Free Community College Proposal Gets Thumbs-Up — at Least on Facebook

President Obama chose a 9,700-student community college in Tennessee to make a dual proposal that he'll be taking to Congress in a couple of weeks: first, that students receive free community college; and second, that government help expand technical training programs by giving grants to those programs that show success.

Obama was joined at Pellissippi State Community College in Knoxville by Vice President Joe Biden as well as Jill Biden, who currently teaches as an adjunct English professor at Northern Virginia Community College.

The choice of Tennessee as the site for the announcements wasn't coincidental. The state has been piloting a similar initiative, Tennessee Promise, which will formally launch statewide in fall 2015. There, that program provides "last dollar" scholarships that pay tuition and fees not already covered by other funding and can be used at any of the state's 13 community colleges or 27 colleges of applied technology. Qualified students have to maintain a 2.0 grade point average and complete eight hours of community service during each term they're enrolled.

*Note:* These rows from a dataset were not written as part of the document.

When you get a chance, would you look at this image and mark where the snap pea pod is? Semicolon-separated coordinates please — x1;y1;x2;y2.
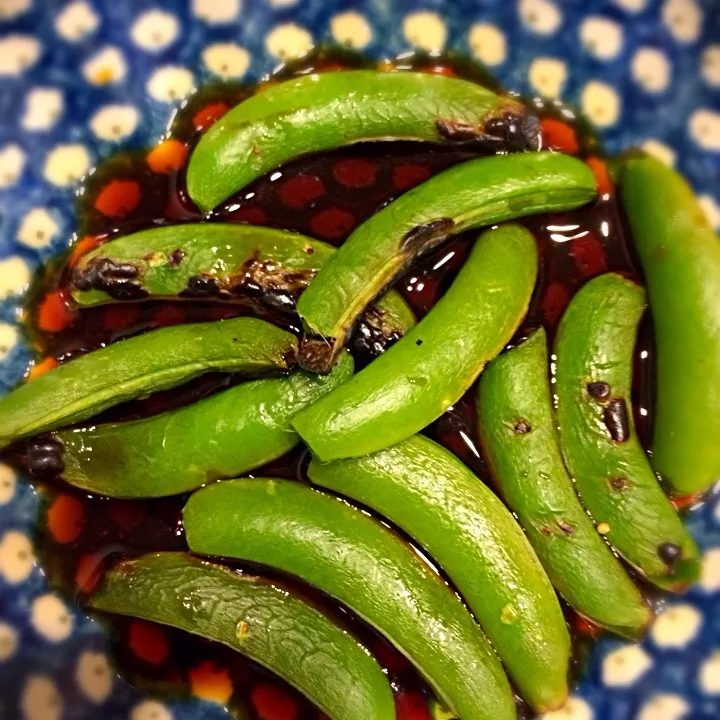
477;328;650;637
308;435;570;712
298;152;595;372
293;225;538;461
90;552;395;720
555;273;699;590
187;70;539;211
0;318;297;447
183;479;516;720
70;223;415;336
621;157;720;494
46;355;353;498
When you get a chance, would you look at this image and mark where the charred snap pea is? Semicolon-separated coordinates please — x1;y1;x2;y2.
0;318;297;446
555;273;698;590
478;329;650;637
187;70;539;211
90;553;395;720
308;435;570;712
621;157;720;494
293;225;538;461
298;152;595;372
183;479;516;720
46;355;353;498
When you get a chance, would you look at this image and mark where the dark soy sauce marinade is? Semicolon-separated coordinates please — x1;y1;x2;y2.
11;51;668;720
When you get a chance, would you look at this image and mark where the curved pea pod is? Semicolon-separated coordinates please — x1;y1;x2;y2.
308;435;570;712
477;329;650;637
90;553;395;720
187;70;539;211
42;355;353;498
183;479;516;720
298;152;595;372
621;157;720;494
555;273;699;590
70;223;415;354
0;318;297;446
293;225;538;461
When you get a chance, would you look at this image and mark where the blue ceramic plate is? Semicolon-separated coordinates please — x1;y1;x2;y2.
0;0;720;720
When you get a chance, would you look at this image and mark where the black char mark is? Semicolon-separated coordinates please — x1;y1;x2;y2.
350;305;402;357
26;435;65;477
400;218;455;255
298;336;335;375
435;105;540;152
603;398;630;443
658;543;682;569
586;381;611;401
71;257;148;300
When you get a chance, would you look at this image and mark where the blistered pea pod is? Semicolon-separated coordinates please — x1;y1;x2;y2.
555;273;699;591
187;70;539;211
90;552;395;720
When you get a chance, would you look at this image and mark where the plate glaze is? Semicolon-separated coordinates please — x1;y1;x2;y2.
0;0;720;720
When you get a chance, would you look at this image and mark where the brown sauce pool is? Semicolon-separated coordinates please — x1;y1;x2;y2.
10;51;668;720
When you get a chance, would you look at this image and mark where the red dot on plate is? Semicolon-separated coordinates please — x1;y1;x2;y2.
310;207;355;240
393;163;430;190
542;283;570;324
228;207;267;225
278;175;325;210
251;683;299;720
129;620;170;665
95;180;140;217
333;158;377;188
568;233;607;277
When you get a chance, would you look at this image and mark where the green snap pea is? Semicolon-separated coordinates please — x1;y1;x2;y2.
183;479;516;720
477;328;650;637
298;152;595;372
555;273;698;590
90;553;395;720
187;70;539;211
293;225;538;461
621;157;720;494
308;435;570;712
47;355;353;498
0;318;297;447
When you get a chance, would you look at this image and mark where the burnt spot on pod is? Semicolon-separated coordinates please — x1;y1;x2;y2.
70;257;148;300
400;218;455;255
657;543;682;569
25;435;65;477
350;305;404;357
603;398;630;443
168;248;185;268
585;381;612;401
298;336;335;375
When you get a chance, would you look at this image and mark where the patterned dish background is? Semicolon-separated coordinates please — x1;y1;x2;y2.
0;0;720;720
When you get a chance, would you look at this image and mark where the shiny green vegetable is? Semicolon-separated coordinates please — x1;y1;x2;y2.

The White House idea is similar but without the volunteerism stipulation. The so-named "America's College Promise" will fund three-quarters of the average cost of community college for students who attend school at least half time, maintain a 2.5 GPA and show steady progress toward completing a program.

The colleges, for their part, will be expected to offer programs that will allow the student to transfer all credits to local four-year colleges and universities or job training with high graduation rates. Those schools must also adopt institutional reforms to improve their student outcomes.

The remaining funding is expected to come from state sources, the president said. "It’s not a free lunch. But for those willing to do the work, and for states and local communities that want to be a part of this, it can be a game-changer."

"For millions of Americans, community colleges are essential pathways to the middle class because they're local, they're flexible. They work for people who work full-time. They work for parents who have to raise kids full-time. They work for folks who have gone as far as their skills will take them and want to earn new ones, but don't have the capacity to just suddenly go study for four years and not work. Community colleges work for veterans transitioning back into civilian life. Whether you're the first in your family to go to college, or coming back to school after many years away, community colleges find a place for you. And you can get a great education," the President said in his speech. "Community colleges should be free for those willing to work for it — because in America, a quality education cannot be a privilege that is reserved for a few. I think it's a right for everybody who's willing to work for it."

According to the White House, if all 50 states chose to implement the community college proposal, it could save a full-time student roughly $3,800 in tuition each year on average and reach about nine million students.

Obama's proposed new "American Technical Training Fund" will help finance development and expansion of programs that meet several criteria: They have strong employer partnerships and offer work-based learning opportunities, provide accelerated training, and accommodate part-time work. Those programs could exist within current community colleges or other institutions. He said the program would start off by funding creation of up to 100 centers. Small grants would be applied to pilots; larger grants would be used to expand programs that have proven their effectiveness.

Initial response to the programs was positive — at least among the general public. A video on the White House Facebook page had received 300,000 "likes" in the first 24 hours.

"Free-tuition for all has the potential to alter not only postsecondary education participation rates but also postsecondary education program completion rates," said John Levin, a professor in the Graduate School of Education at the University of California, Riverside. "The Obama graduation initiative will move forward if community college students can be relieved of economic hardships."

"The President's proposal represents an immense potential investment in community colleges and in the talent needed to drive economic growth and increase social mobility across the United States," added Josh Wyner, executive director of the Aspen Institute College Excellence Program and author of the book, What Excellent Community Colleges Do: Preparing All Students for Success. "At the same time, the proposal makes clear that states, community colleges and students themselves must do their part to ensure that the unprecedented access this proposal offers is not hollow — that the 9 million students who stand to benefit from free community college actually learn, graduate and attain the jobs and further education to which they aspire."

However, not everybody was favorable. Several public statements suggested that the program would turn into a government boondoggle rewarding a group of institutions that overall show poor outcomes.

"The completion data for community colleges simply don't justify the estimated $34 billion price tag of this initiative," noted Neal McCluskey, associate director for the think tank Cato Institute's Center for Educational Freedom.

"The President's plan is rooted in noble intentions. He wants to get more high-achieving students to take advantage of community colleges, a relatively cheap educational option, in order to bolster our workforce. It is certainly true that college-educated students do better than their non-college-educated peers," stated Judah Bellin, higher education researcher for nonprofit think tank Manhattan Institute for Policy Research, in a statement. "However, making community college free for these students will likely have little to no impact on their success. Compared to every higher-education sector, community colleges exhibit the lowest graduation rates. Furthermore, only about 20 percent of community college students actually transfer to four-year institutions. It's not clear how simply making it easier for more students to attend these schools will improve outcomes."

Obama will formally make the proposals to Congress on January 20 as part of his annual State of the Union address.